However, the impact of the flu on the health service lags behind the rate of infection among the general public, so the significant pressure on hospitals will continue for several weeks, officials warned.

Dr Kevin Kelleher, assistant national director of public and child health with the HSE, said “the reality is there is another four to five weeks of activity before we get below the base level” of flu rates.

Dr Kelleher, speaking at a briefing to the media on Thursday, said this was the fifth worst flu season since 2000.

Vacant beds

Dr Kelleher said due to requirements to place patients with the flu away from other patients, some hospital beds were being left vacant.

“If you have two people in a room with flu there may be four beds, nobody else can go in there . . . It is a better quality of care, but it has a perverse effect on the number of beds available,” he said.

On Thursday, 547 patients were waiting in emergency departments across the country, according to the Irish Nurses and Midwives Organisation.
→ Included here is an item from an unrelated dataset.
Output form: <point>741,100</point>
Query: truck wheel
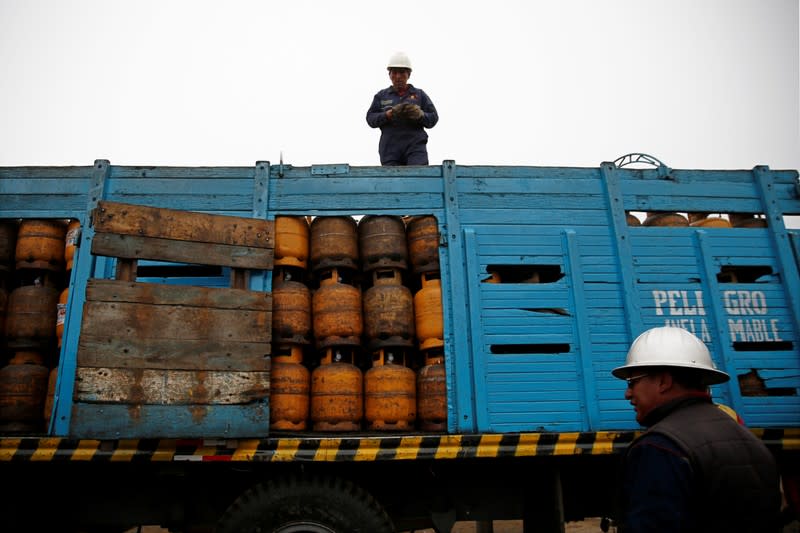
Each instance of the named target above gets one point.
<point>305,505</point>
The figure which included 13 children (nine in Crumlin and four in Temple Street) has dropped from the record highs reported at the start of January, when 677 patients were waiting in emergency departments.

Damien McCallion, the national director of the HSE’s winter initiative said the number of people attending acute hospitals was slightly up compared with this time last year.

Mr McCallion said several step down and nursing home facilities were no longer taking new patients due to flu outbreaks, which was putting pressure on acute hospitals. He said last week more than 100 public patients had been placed in private hospital beds, to try to alleviate pressure.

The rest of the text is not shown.